10. Data Protection. It is the parties’ intention that the Data shall not include personal data and that no personal data shall be processed by the Media Supplier in the provision of the Services. To the extent that any Data does include personal data, the data protection terms agreed between the Client and the Agency in the Media Services Agreement, or in any other relevant terms and conditions agreed between the Client and any Affiliate of the Agency (“Other Relevant Terms and Conditions”), shall apply between the Client and the Media Supplier in respect of the processing of personal data under the Resale Program mutatis mutandis, except that the limitations on liability in clause 8 above shall apply to any liability under this clause in substitution for any relevant limitations on liability in the Media Services Agreement or any Other Relevant Terms and Conditions. For the avoidance of doubt, no double recovery under this Agreement and any Other Relevant Terms and Conditions shall be permitted in respect of any loss related to data protection and/or privacy.

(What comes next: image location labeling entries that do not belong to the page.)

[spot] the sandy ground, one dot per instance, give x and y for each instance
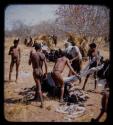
(16, 111)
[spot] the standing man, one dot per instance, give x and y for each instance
(37, 59)
(58, 69)
(15, 58)
(75, 56)
(93, 54)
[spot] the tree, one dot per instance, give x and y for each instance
(84, 19)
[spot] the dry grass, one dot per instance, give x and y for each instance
(32, 112)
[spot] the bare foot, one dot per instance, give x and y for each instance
(42, 106)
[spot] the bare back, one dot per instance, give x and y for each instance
(14, 52)
(60, 64)
(37, 59)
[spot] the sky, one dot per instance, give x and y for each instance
(29, 14)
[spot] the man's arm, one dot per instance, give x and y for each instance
(70, 67)
(19, 54)
(45, 63)
(75, 57)
(10, 51)
(30, 58)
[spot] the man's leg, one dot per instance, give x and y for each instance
(95, 77)
(98, 118)
(11, 69)
(85, 81)
(61, 82)
(38, 90)
(17, 70)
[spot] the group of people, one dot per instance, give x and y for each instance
(71, 57)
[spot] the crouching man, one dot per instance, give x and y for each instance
(37, 59)
(57, 71)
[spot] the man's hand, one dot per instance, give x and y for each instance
(78, 76)
(45, 75)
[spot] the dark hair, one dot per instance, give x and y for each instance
(92, 45)
(73, 43)
(37, 46)
(16, 41)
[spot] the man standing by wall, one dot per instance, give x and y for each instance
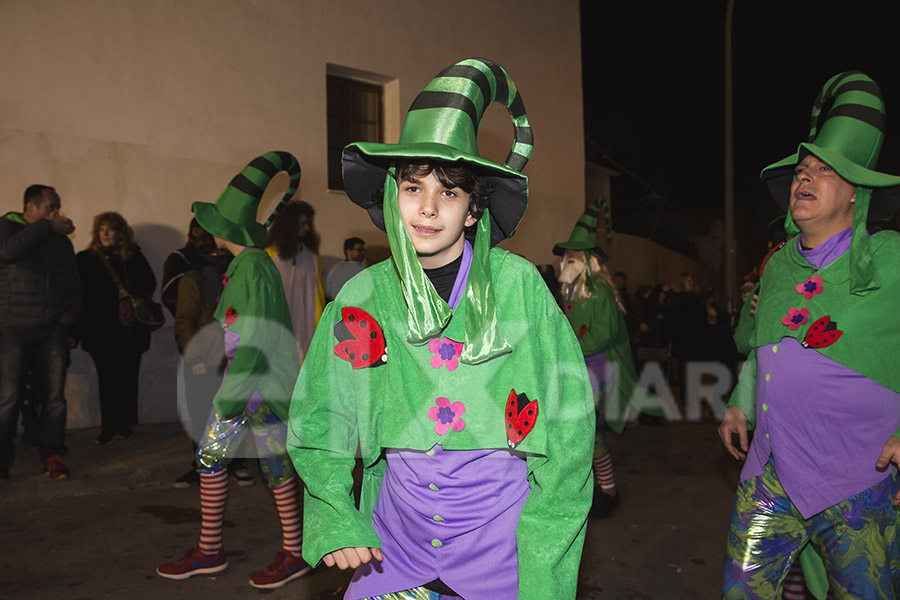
(40, 296)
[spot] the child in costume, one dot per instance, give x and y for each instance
(820, 384)
(596, 315)
(262, 369)
(453, 370)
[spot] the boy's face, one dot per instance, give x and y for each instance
(435, 218)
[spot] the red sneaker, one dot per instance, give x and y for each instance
(195, 562)
(285, 569)
(55, 468)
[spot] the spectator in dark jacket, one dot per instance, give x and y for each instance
(199, 245)
(115, 348)
(39, 297)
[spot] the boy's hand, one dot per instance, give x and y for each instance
(351, 557)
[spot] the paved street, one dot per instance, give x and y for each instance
(102, 533)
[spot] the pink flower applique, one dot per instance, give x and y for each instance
(446, 352)
(796, 317)
(811, 287)
(447, 416)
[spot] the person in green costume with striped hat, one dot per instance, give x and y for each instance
(452, 369)
(820, 386)
(595, 313)
(260, 374)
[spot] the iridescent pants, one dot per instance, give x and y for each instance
(419, 593)
(223, 436)
(857, 539)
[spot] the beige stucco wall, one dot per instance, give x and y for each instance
(145, 106)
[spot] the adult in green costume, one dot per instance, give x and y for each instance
(458, 379)
(820, 386)
(255, 391)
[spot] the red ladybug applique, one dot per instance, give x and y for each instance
(521, 413)
(361, 340)
(822, 333)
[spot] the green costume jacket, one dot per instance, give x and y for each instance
(255, 315)
(348, 397)
(864, 320)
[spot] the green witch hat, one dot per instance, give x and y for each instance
(847, 132)
(442, 124)
(233, 216)
(584, 234)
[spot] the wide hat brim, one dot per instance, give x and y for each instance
(885, 188)
(211, 220)
(365, 165)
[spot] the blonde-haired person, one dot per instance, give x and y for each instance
(115, 349)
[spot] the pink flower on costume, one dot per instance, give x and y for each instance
(447, 416)
(811, 287)
(446, 352)
(795, 318)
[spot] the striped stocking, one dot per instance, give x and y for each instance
(213, 494)
(603, 474)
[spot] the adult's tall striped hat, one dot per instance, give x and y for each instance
(442, 123)
(233, 216)
(846, 131)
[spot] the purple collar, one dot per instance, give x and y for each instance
(462, 276)
(826, 252)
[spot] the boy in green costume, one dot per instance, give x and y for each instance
(820, 385)
(262, 368)
(454, 372)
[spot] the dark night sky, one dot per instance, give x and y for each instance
(654, 89)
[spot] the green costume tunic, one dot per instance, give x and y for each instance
(864, 319)
(252, 306)
(347, 398)
(599, 326)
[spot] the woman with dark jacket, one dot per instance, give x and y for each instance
(115, 349)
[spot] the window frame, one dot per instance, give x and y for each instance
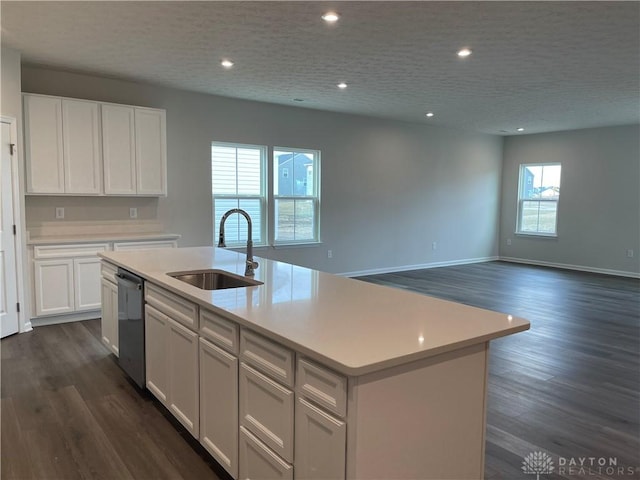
(267, 197)
(317, 154)
(262, 197)
(521, 200)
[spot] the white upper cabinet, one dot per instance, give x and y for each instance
(43, 142)
(80, 147)
(118, 150)
(151, 151)
(134, 150)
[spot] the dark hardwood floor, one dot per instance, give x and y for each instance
(568, 387)
(69, 412)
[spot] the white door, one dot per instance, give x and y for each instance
(155, 334)
(53, 286)
(87, 283)
(184, 398)
(151, 151)
(8, 273)
(219, 405)
(81, 147)
(118, 150)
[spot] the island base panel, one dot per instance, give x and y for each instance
(422, 420)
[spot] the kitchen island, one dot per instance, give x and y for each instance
(313, 375)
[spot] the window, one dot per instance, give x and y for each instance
(538, 195)
(296, 195)
(238, 181)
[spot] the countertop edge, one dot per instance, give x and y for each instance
(97, 238)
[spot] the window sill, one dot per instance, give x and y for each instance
(296, 245)
(537, 234)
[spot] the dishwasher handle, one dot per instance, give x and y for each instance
(125, 282)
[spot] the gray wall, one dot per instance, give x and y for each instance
(599, 207)
(389, 189)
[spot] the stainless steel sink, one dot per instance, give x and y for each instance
(213, 279)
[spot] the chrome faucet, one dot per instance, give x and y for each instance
(250, 264)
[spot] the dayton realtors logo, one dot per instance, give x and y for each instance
(538, 463)
(541, 463)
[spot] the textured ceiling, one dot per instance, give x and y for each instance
(544, 66)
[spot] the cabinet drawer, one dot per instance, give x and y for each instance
(267, 356)
(220, 331)
(320, 444)
(322, 386)
(258, 462)
(77, 250)
(266, 410)
(108, 271)
(172, 305)
(122, 246)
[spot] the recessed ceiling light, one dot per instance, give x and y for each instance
(331, 17)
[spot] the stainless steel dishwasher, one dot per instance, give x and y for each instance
(131, 325)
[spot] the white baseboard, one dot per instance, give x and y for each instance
(566, 266)
(405, 268)
(75, 317)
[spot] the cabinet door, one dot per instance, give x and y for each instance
(43, 144)
(219, 405)
(109, 321)
(156, 359)
(87, 283)
(184, 398)
(53, 286)
(266, 410)
(81, 147)
(320, 444)
(151, 151)
(259, 462)
(118, 150)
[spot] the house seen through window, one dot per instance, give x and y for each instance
(283, 202)
(538, 196)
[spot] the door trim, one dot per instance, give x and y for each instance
(24, 318)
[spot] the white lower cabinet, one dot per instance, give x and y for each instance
(258, 462)
(184, 397)
(109, 320)
(320, 444)
(171, 366)
(266, 410)
(53, 286)
(155, 339)
(219, 405)
(66, 278)
(86, 286)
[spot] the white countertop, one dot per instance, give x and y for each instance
(349, 325)
(100, 237)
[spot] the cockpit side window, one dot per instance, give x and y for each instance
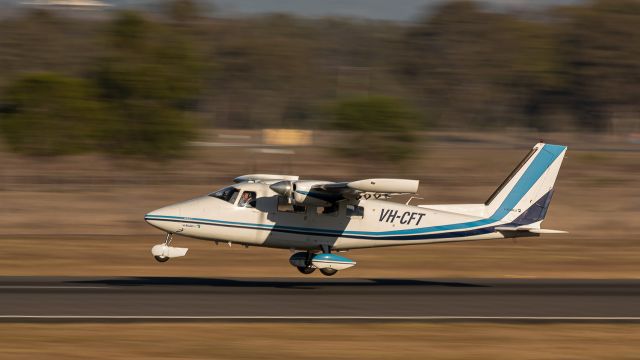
(248, 199)
(228, 194)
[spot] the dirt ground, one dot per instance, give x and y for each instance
(320, 341)
(83, 215)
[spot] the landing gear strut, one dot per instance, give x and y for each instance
(326, 249)
(308, 268)
(328, 271)
(167, 242)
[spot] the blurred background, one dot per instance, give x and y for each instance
(110, 109)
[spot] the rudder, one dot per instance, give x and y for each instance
(524, 197)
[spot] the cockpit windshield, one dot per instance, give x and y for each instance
(228, 194)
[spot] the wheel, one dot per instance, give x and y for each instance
(328, 271)
(306, 269)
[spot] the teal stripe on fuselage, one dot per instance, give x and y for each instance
(546, 156)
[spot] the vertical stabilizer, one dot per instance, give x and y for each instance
(524, 197)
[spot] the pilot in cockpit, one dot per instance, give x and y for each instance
(248, 199)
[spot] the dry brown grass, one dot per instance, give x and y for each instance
(83, 215)
(319, 341)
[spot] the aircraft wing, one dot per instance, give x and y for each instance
(353, 189)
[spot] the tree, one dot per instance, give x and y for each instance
(380, 128)
(49, 114)
(601, 56)
(150, 78)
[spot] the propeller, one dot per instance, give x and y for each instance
(284, 188)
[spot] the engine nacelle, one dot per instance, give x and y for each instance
(299, 192)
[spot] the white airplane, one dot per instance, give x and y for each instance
(314, 219)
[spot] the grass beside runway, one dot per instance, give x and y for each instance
(548, 257)
(320, 341)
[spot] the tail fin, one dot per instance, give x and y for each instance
(524, 197)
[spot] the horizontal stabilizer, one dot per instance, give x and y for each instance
(530, 229)
(264, 177)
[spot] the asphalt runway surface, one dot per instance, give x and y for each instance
(315, 299)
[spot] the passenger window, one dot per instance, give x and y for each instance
(283, 206)
(355, 211)
(328, 210)
(228, 194)
(248, 199)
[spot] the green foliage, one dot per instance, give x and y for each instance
(49, 114)
(149, 78)
(381, 128)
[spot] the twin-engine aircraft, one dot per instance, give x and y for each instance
(316, 219)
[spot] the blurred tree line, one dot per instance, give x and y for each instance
(131, 83)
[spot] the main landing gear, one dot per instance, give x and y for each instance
(329, 264)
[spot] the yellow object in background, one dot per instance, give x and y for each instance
(287, 137)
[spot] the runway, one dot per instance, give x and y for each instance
(315, 299)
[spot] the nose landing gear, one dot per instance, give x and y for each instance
(164, 252)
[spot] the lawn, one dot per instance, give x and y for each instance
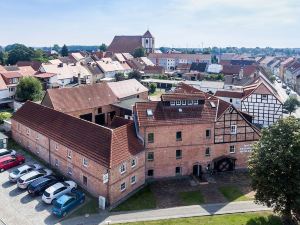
(192, 197)
(261, 218)
(143, 199)
(233, 193)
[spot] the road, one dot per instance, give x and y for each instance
(168, 213)
(282, 93)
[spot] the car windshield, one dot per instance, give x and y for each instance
(16, 172)
(57, 205)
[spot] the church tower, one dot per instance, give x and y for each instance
(148, 42)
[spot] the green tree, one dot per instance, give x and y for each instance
(56, 48)
(135, 75)
(64, 51)
(103, 47)
(274, 167)
(139, 52)
(19, 52)
(152, 87)
(119, 76)
(291, 104)
(29, 88)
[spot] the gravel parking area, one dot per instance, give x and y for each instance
(18, 208)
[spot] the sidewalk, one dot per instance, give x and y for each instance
(169, 213)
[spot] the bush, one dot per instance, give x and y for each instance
(152, 87)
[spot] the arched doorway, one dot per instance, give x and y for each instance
(197, 170)
(224, 163)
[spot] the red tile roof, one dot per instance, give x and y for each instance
(79, 98)
(103, 145)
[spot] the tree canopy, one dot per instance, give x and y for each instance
(29, 88)
(291, 104)
(103, 47)
(139, 52)
(19, 52)
(64, 51)
(274, 167)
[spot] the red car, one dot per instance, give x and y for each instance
(10, 161)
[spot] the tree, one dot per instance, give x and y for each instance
(56, 48)
(19, 52)
(64, 51)
(119, 76)
(29, 88)
(291, 104)
(274, 167)
(103, 47)
(139, 52)
(135, 75)
(152, 88)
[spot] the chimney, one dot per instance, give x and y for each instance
(79, 79)
(241, 74)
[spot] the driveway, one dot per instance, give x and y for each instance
(19, 208)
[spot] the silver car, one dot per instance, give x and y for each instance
(26, 179)
(17, 173)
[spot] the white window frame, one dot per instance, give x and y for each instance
(133, 162)
(124, 188)
(69, 154)
(122, 168)
(233, 129)
(85, 162)
(232, 152)
(133, 181)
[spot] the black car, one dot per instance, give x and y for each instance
(40, 185)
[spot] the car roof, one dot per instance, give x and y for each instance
(3, 150)
(30, 174)
(54, 187)
(64, 198)
(5, 158)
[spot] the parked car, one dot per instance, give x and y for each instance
(38, 186)
(5, 152)
(68, 202)
(26, 179)
(7, 162)
(17, 173)
(55, 191)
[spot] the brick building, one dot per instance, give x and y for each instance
(106, 161)
(189, 130)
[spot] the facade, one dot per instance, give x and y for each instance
(188, 131)
(171, 60)
(100, 159)
(127, 44)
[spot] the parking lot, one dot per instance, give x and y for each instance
(18, 208)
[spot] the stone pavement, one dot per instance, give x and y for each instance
(168, 213)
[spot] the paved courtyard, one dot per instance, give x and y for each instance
(18, 208)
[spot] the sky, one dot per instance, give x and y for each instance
(173, 23)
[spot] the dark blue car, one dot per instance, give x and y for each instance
(67, 202)
(38, 186)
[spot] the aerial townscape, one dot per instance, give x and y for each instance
(152, 123)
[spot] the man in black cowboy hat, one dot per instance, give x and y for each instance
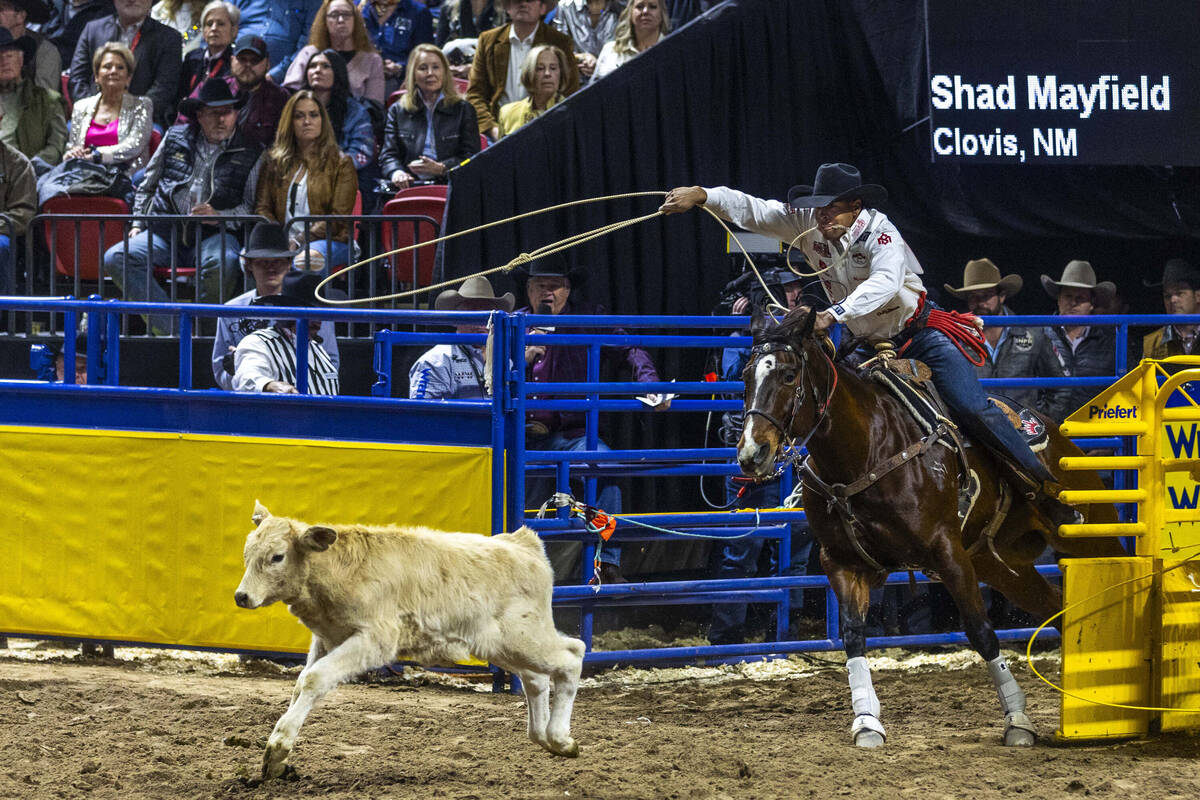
(1012, 352)
(45, 64)
(33, 119)
(1181, 295)
(265, 360)
(267, 260)
(157, 48)
(873, 280)
(552, 288)
(1085, 350)
(457, 371)
(207, 169)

11. Priority/conflict. These terms and conditions, together with the Opt-In Letter and the Media Plan to which they relate, shall form the Agreement between the Media Supplier and the Client for the provision of Services set out in the Media Plan. In the event of a conflict between the Opt-In Letter and these terms and conditions, the Opt-In Letter will take precedence and apply to the extent of the conflict or inconsistency. In relation to its subject matter, such Agreement will prevail over any other agreements, contracts or terms, any correspondence, whether attached to any purchase order or instruction or elsewhere or implied by law, trade custom, practice or course of dealing entered into between the Client and the Media Supplier or the Media Supplier’s Affiliates
12. No Audit. Notwithstanding anything in the Media Services Agreement, nothing in this Agreement shall create or confer any right of audit in favour of the Client over the Media Supplier.
13. Entire Agreement. This Agreement constitutes the entire agreement between the parties relating to the subject matter of this Agreement. This Agreement supersedes and extinguishes all previous agreements between the parties relating to such matters and any representations and warranties previously given or made other than those contained in this Agreement.
14. Governing Law. The Agreement is governed by and construed in accordance with laws of England and Wales. Both parties also submit to the jurisdiction of the English courts as regards any claim or matter arising.
15. Third Party Rights. Unless this Agreement expressly states otherwise, any and all rights conferred on third parties under the Contracts (Rights of Third Parties) Act 1999 are hereby excluded to the fullest extent permitted by law.